If some peripheral is not working properly, then it probably needs
SMI, in which case you can not simply disable SMI globally, you will
need to disable all SMI sources on your system except the SMI needed
by your peripheral. This is a much less safe choice, since Xenomai has
to know all SMI sources to disable them, one by one. In order to
choose this second workaround, unselect the option "Globally disable
SMI", and select the option corresponding to your peripheral. For
example, if you need legacy USB emulation to get your USB mouse
working, select the option "Enable legacy USB emulation". You should
then run the latency test again and verify that you do not observe any
high latency and that all your peripherals are functioning
correctly. If you can not find your peripheral in the list proposed in
the Xenomai configuration menu, drop a mail to the Xenomai mailing
list, we will try and possibly add the proper option if needed. If
when running the latency test again, your peripheral is working
properly and you still observe high latencies, then you are out of
luck, the peripheral you want is likely to be the cause of such
latencies.

______________________________________________________________________


Q: I have no SMI in the picture, but I'm still seeing high latency
   spots.  What's next?

A1: Do you have some legacy USB switch at BIOS configuration level? If
    yes, switch it off, it is known to induce such latencies.

A2: If no legacy USB switch appears in your BIOS configuration panel,
    this does not necessarily mean that there is no support for it,
    thus no potential for high latencies; this support might just be
    forcibly enabled at boot time.

To solve this, in case your machine has some USB controller hardware,
make sure to enable the corresponding host controller driver support
in your kernel configuration.  For instance, UHCI-compliant hardware
needs CONFIG_USB_UHCI_HCD.  As part of its init chores, the driver
should reset the host controller properly, kicking out the BIOS off
the concerned hardware, and deactivate the USB legacy mode if set in
the same move.

______________________________________________________________________

Q: I am seeing high latency spots when running under X-window, what 
   can I do?

A: Try disabling hardware acceleration in the X-window server 
   configuration file; in the "Device" section of /etc/X11/XF86Config-4,
   add the following line:

   Option "NoAccel"

______________________________________________________________________

Q: Xenomai HAL's initialization fails with error: -1 no such device

A: Dumping the kernel message log using "dmesg" will likely give you
the reason.

______________________________________________________________________

Q: The kernel message log says:
   "Xenomai: Local APIC absent or disabled!
    Disable APIC support or pass "lapic" as bootparam."

A: Xenomai sends this message if the kernel configuration Xenomai was
   compiled against enables the local APIC support
   (CONFIG_X86_LOCAL_APIC), but the processor status gathered at boot
   time by the kernel says that no local APIC support is available.
   There are two options for fixing this issue:

   o either your CPU really has _no_ local APIC hw, then you need to
     rebuild a kernel with LAPIC support disabled, before rebuilding
     Xenomai against the latter;

   o or it does have a local APIC but the kernel boot parameters did
     not specify to activate it using the "lapic" option.
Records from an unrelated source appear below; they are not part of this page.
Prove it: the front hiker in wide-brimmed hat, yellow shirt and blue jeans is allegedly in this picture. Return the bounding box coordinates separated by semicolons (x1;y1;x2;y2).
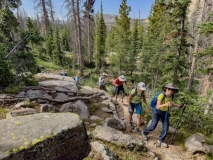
141;83;186;147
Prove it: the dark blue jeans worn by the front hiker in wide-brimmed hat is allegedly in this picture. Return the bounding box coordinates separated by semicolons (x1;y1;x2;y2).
143;110;169;142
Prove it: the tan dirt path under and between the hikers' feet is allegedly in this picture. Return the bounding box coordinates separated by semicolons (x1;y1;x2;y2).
115;97;205;160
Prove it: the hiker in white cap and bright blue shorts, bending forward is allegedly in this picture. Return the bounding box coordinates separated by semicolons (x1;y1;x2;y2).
128;82;149;134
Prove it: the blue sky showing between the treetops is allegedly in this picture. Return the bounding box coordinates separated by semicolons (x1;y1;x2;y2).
21;0;155;20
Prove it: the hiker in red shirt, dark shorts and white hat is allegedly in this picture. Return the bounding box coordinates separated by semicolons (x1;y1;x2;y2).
113;75;127;102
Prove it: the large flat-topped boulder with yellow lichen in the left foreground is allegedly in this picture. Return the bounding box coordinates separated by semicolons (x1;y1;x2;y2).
0;113;91;160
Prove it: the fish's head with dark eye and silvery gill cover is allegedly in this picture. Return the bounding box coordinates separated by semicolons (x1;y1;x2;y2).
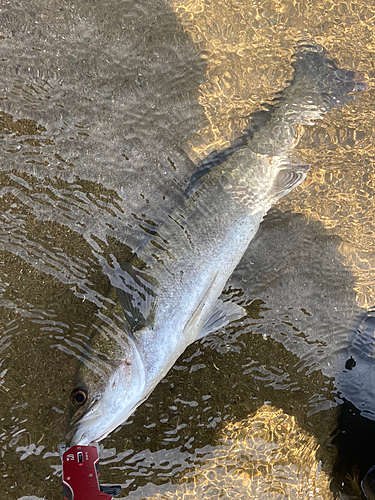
65;328;145;447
The latter
     is required since 2.6.9-rc4 for boxen which APIC hardware is
     disabled by default by the BIOS. You may want to look at
     the file Documentation/kernel-parameters.txt from the Linux
     source tree, for more information about this parameter.

======================================================================

                           PowerPC

======================================================================

Q: Xenomai seems to have a problem booting on my ppc64 target, the
message log says:

"I-pipe: Domain Xenomai registered.
 Xenomai: hal/powerpc started.
 I-pipe: Domain Xenomai unregistered.
 Xenomai: hal/powerpc stopped.
 Xenomai: system init failed, code -22.
 Xenomai: native skin init failed, code -22.
 Xenomai: starting POSIX services.
 Xenomai: POSIX skin init failed, code -22.
 Xenomai: RTDM skin init failed, code -22.
 ..."

A: Check whether CONFIG_PPC_64K_PAGES is defined in your kernel
configuration. If so, then you likely need to raise all Xenomai
parameters defining the size of internal heaps, such as
CONFIG_XENO_OPT_SYS_HEAPSZ and CONFIG_XENO_OPT_SYS_STACKPOOLSZ, so
that (size / 64k) > 2. The default values for these parameters are
currently based on the assumption that PAGE_SIZE = 4k.
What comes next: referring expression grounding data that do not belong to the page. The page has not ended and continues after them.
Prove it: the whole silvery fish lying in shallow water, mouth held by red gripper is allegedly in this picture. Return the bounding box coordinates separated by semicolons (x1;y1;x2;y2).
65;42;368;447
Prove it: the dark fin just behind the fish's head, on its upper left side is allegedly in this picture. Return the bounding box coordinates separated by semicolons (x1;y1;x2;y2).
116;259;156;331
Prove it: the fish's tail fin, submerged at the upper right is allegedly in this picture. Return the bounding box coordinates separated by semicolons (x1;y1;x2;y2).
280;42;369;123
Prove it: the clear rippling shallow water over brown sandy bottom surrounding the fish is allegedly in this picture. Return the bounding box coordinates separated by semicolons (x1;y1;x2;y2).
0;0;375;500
======================================================================

                           ia64

======================================================================
======================================================================

                           Blackfin

======================================================================
======================================================================

Last Updated: Mon Mar 27 09:14:35 CEST 2006